Can Fragpunk Be The Game To Break The Tactical Shooter Duopoly?

Summary
- Fragpunk aims to disrupt the tactical shooter duopoly of Counter-Strike 2 and Valorant with its unique card-based system and fast-paced gameplay.
- Backed by Netease, Fragpunk offers a potential alternative to the existing live-service systems, focusing on empowering players' decks as a reward for their time.
- The game's success will depend on its ability to retain players with exciting gameplay, interesting aesthetic, and strategic depth.
The tactical shooter genre isn’t oversaturated, but it’s led by two behemoths of gaming. Counter-Strike 2 is one of the biggest games in the world. Valorant has cornered the market for people who like the strategic elements of CS, but want a little more sci-fi flair. Between Valve and Riot, two of the biggest developers in the world, the vast majority of players have their needs catered for.
That’s why I admire Bad Guitar Studio, the developer behind Fragpunk. This is a difficult market to crack, to the point that most companies don’t even try. How do you claw players away from CS? But it’s possible.
There is seemingly no information about Bad Guitar Studio on the entire internet. It doesn’t have a website or any social media presence. It would be easy to assume that it’s the little guy trying to take on the industry behemoths of Valve and Riot. However, Fragpunk is backed by Netease, so presumably Bad Guitar Studio is a brand new subsidiary or development team within the $60 billion company.
Valorant did it.
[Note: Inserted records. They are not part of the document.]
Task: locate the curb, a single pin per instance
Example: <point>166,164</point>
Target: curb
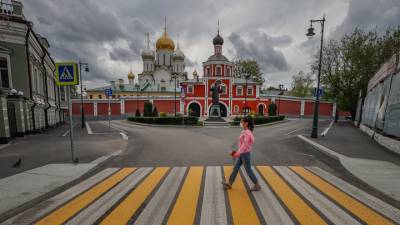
<point>322,148</point>
<point>156,125</point>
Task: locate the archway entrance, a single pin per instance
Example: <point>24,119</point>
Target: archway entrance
<point>224,111</point>
<point>261,109</point>
<point>194,109</point>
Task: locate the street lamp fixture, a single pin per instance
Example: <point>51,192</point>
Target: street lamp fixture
<point>281,86</point>
<point>81,84</point>
<point>310,34</point>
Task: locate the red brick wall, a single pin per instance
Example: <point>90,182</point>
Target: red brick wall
<point>87,107</point>
<point>286,107</point>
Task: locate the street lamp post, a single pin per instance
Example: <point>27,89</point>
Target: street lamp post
<point>279,96</point>
<point>81,84</point>
<point>137,86</point>
<point>310,33</point>
<point>247,77</point>
<point>175,95</point>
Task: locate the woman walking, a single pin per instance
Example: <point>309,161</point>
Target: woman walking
<point>246,140</point>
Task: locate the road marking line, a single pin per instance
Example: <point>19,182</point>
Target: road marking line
<point>270,208</point>
<point>45,207</point>
<point>357,208</point>
<point>92,213</point>
<point>124,136</point>
<point>304,213</point>
<point>213,210</point>
<point>297,129</point>
<point>334,213</point>
<point>156,210</point>
<point>88,128</point>
<point>184,210</point>
<point>71,208</point>
<point>372,201</point>
<point>127,208</point>
<point>325,132</point>
<point>242,208</point>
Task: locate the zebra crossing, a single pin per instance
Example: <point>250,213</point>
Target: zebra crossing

The game was released four years ago today, and has gone from success to success. Whether it brought new players to the tactical shooter genre with its colourful presentation, interesting characters, and magical abilities, or tore players away from CS:GO, it survived. In fact, it’s done more than survive, it’s thrived.
According to a Bloomberg report from last year (paywalled), Valorant has 28 million active players a month. Compare that to information from SteamDB, which shows Counter-Strike 2 averaged 947,520 players a day in June – a total of approximately 28 million players a month, and you can see that the two coexist in relative harmony.
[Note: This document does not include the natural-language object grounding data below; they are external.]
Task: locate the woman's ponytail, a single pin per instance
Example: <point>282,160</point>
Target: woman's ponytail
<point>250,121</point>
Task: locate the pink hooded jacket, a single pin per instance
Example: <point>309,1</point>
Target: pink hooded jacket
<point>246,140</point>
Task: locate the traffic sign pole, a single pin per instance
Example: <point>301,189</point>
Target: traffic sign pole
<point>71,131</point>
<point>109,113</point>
But can a third game disrupt this duopoly? Is there room for a third in this symbiotic relationship? Neither Valve nor Riot would relish another challenger, especially one with such powerful financial backing behind it, but Netease is forcing its way in. Fragpunk wants to be the game that upsets the status quo.
It’s got a lot going for it. The gameplay is fast and exciting, the characters are interesting and varied. The shooting feels really good, even if I have to relearn my Apex Legends strategies when moving back to a tactical shooter. I also like the fact that, if you die in a round, you can’t pick the same weapon again that match. It forces diversity and tactical flexibility, stops any builds from becoming too oppressive, and means I’ve found a favourite shotgun that I wouldn’t have touched if I could stick to a trusty assault rifle every round.
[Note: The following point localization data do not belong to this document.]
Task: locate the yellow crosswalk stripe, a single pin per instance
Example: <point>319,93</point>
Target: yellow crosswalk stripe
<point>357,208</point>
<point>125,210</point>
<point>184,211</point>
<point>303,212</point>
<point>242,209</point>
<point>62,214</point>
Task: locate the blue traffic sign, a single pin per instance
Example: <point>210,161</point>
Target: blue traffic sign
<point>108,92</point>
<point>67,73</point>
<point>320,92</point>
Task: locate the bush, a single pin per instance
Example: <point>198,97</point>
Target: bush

Any game trying to break into an existing genre with such dominant titles already in play needs to differentiate itself a little. Apex Legends rewrote the battle royale playbook with its Titanfall-esque movement and industry-changing ping system. The Legend of Zelda: Breath of the Wild redesigned open worlds from the ground up with more natural storytelling as you explored. Fragpunk adds a little bit of Slay the Spire to the tactical shooter genre.
You collect cards as you play matches, adding them to your deck. You use them in the preparatory stage of each round, voting with points gained by killing opponents to grant your team buffs like +25 percent headshot damage or a brief shift to an opponent’s perspective to gain intel. These cards add a great deal of tactical depth to each round, and clever use of a buff can be enough to turn the tide when you’re at risk of being swept.
These cards also offer something more important, from Bad Guitar’s perspective at least: replayability. You need to collect all the different cards to have as many potential buffs to draw from each round, so you need to keep playing Fragpunk rather than switching back to Valorant. While there’s some cool cosmetics in the game already (a goose hat for Nitro is a personal highlight), these aren’t currently enough to keep me playing. Live-service games rely on cosmetic sales (whether through loot boxes, which weren’t present in the Fragpunk alpha test, or direct sales) to earn money and keep players engaged, but if Fragpunk can engage players with its card collecting mechanic instead, that could be a feather in its cap.
CloseI’m not holding out too much hope – Netease didn’t become a $60 billion company by being pro-consumer, after all – but Fragpunk could offer a more ethical approach to live-service. Like Helldivers 2, which doesn’t deal in FOMO-laden battle passes, Fragpunk could focus on empowering players’ decks as a reward for their time, rather than enticing them back online with paid cosmetics and events.
Fragpunk’s commercial strategy isn’t clear from the alpha, but if players can buy cards with real money, that presents very real pay-to-win problems.
More importantly, Fragpunk is really fun. That’s ultimately what will encourage players to come over from Counter-Strike 2 or Valorant. The live-service trappings, monetisation, and events are what will be crucial to retaining those players, but Fragpunk has the exciting gameplay and interesting aesthetic to make a splash when it releases.
It’s easy to forget that Counter-Strike itself started as a Half-Life mod. Who’d have thought it would go on to be the most popular game on Steam? Fragpunk is starting from far less humble beginnings. But with Counter-Strike 2 and Valorant cornering such a vast market share, is there room in this committed relationship for another? Can Fragpunk persuade the pair into trying out a ménage à trois? And will it have the staying power once it’s broken into the tactical shooter duopoly? These are all questions that can’t be answered during a four-day alpha test, but the initial signs look positive.